Print version ISSN 0430-5027

Abstract

BERGONSE, Rafaello V.  and  BIDARRA, João M.. Bayesian probability and logistic regression in the assessment of the susceptibility to high magnitude wildfires. Finisterra [online]. 2010, n.89, pp.79-104. ISSN 0430-5027.

The aim of this paper is to apply a susceptibility model to high magnitude wildfires - with the latter defined as the small fraction of the total number of occurrences that causes most of the annual damage. This type of frequency/ magnitude relation is characteristic of wildfire regimes in southern European countries. drawing on the analysis of burnt-area maps for the period 1990-2007 in the Castelo Branco district, a wildfire classification method is put forth and a model is tested using two alternative data integration techniques: one based on Logistic Regression, the other on Bayesian probability.
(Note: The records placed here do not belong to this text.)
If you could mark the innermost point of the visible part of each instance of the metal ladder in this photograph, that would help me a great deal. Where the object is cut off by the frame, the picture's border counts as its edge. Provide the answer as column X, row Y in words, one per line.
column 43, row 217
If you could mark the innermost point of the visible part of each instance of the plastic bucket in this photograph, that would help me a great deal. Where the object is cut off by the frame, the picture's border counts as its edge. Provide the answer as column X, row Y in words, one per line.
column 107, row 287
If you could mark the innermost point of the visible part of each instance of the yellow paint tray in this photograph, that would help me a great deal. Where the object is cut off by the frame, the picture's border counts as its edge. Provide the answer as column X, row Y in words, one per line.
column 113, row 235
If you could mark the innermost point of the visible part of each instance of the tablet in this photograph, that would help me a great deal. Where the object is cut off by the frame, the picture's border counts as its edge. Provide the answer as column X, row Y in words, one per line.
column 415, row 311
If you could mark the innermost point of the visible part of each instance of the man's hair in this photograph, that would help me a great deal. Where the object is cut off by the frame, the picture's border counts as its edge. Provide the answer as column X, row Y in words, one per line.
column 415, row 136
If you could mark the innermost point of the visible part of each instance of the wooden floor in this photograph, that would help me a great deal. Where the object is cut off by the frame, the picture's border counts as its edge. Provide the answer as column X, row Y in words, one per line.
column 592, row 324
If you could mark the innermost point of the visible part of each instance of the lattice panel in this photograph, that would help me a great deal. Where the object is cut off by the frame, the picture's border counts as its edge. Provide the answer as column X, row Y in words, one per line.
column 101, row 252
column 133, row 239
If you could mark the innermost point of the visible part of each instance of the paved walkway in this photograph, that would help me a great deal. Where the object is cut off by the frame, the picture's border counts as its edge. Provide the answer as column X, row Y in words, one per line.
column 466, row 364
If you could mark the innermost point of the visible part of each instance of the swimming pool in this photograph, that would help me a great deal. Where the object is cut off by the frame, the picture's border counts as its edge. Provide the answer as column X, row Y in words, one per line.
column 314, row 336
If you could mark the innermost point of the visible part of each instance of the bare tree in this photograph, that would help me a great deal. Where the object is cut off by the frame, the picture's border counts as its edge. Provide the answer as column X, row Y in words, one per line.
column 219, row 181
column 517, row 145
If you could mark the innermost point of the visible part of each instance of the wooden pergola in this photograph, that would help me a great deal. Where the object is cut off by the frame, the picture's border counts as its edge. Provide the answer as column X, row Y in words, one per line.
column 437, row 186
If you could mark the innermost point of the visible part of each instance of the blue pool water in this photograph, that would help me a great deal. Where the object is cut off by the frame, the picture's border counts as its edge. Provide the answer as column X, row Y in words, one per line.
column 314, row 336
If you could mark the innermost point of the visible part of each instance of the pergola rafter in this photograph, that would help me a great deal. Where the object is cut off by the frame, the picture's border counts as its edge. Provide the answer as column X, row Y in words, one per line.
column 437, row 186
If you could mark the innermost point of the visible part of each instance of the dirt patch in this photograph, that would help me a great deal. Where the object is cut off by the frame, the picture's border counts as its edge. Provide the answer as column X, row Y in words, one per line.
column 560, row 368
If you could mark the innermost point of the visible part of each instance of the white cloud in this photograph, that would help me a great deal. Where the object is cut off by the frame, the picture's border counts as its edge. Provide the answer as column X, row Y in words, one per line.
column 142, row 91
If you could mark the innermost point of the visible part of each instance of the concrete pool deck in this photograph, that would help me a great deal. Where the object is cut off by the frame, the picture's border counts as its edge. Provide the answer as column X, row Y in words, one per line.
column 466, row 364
The results indicate that the Bayesian technique has slightly greater predictive capability and confirm that the proposed model is adjusted to the behaviour of wildfires considered to be of high magnitude. Although the suggested model may usefully undergo future improvements in order to increase its predictive capability, it can already be used to complement other forms of susceptibility/hazard analysis, by highlighting the areas that are most likely to be affected by the most destructive wildfire events.

Keywords : High magnitude wildfires; susceptibility; Bayesian probability; logistic regression.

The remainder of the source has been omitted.